First, finding out where the ZFS file systems are mounted:
df -h mount zfs list
This showed nothing! No ZFS file systems were currently mounted. I tried another instance and saw the same thing. Huh?
Ah, but containers may have been created previously and since destroyed, hence no remaining file systems now. How can I tell if ZFS has ever been used?
I know, arcstats! The kernel counters that track ZFS statistics, including ARC hits and misses. Viewing them:
# cat /proc/spl/kstat/zfs/arcstats name type data hits 4 0 misses 4 0 demand_data_hits 4 0 demand_data_misses 4 0 demand_metadata_hits 4 0 demand_metadata_misses 4 0 prefetch_data_hits 4 0 prefetch_data_misses 4 0 prefetch_metadata_hits 4 0 prefetch_metadata_misses 4 0 mru_hits 4 0 mru_ghost_hits 4 0 mfu_hits 4 0 mfu_ghost_hits 4 0 deleted 4 0 mutex_miss 4 0 evict_skip 4 0 evict_not_enough 4 0 evict_l2_cached 4 0 evict_l2_eligible 4 0 [...]
Unbelievable!
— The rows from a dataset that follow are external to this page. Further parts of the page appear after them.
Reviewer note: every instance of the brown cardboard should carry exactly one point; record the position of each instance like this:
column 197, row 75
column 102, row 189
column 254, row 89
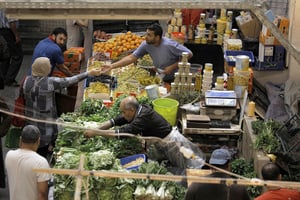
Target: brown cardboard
column 250, row 29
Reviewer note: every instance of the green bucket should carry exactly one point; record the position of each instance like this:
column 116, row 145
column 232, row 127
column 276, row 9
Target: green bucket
column 167, row 108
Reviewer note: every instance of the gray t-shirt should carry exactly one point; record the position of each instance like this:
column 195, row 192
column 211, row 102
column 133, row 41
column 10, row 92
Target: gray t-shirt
column 167, row 53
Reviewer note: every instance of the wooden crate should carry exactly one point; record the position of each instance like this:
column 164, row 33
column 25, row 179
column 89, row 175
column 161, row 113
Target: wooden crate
column 197, row 172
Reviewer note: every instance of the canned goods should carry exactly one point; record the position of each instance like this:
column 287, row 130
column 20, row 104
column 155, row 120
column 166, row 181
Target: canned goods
column 176, row 29
column 179, row 21
column 173, row 21
column 242, row 62
column 170, row 28
column 183, row 29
All the counters were zero! ZFS really wasn't in use, ever! But at the same time, it was eating over 30% of CPU capacity! Whaaat??
The customer had been right all along. ZFS was straight up eating CPU, and for no reason.
How can a file system that's not in use at all consume 38% CPU? I'd never seen this before. This was a mystery.
I took a closer look at the flame graph and the paths involved, and saw that the CPU code paths led to get_random_bytes() and extract_entropy(). These were new to me. Browsing the source code and change history I found the culprit.
The ARC contains lists of cached buffers for different memory types. A performance feature ("multilist") had been added that split the ARC lists into one per CPU, to reduce lock contention on multi-CPU systems. Sounds good, as that should improve performance. But what happens when you want to evict some memory? You need to pick one of those CPU lists. Which one? You could go through them in a round-robin fashion, but the developer thought it better to pick one at random.
Cryptographically-secure random.
The kicker was that ZFS wasn't even in use. The ARC was detecting low system memory and then adjusting its size accordingly, at which point it'd discover it was zero size already and didn't need to do anything. But this was after randomly selecting a zero-sized list, using a CPU-expensive random number generator.
I filed this as ZFS issue #6531. I believe the first fix was to have the arc_reclaim_thread bail out earlier if ZFS wasn't in use, and not enter list selection. The ARC has since had many changes, and I haven't heard of this issue again.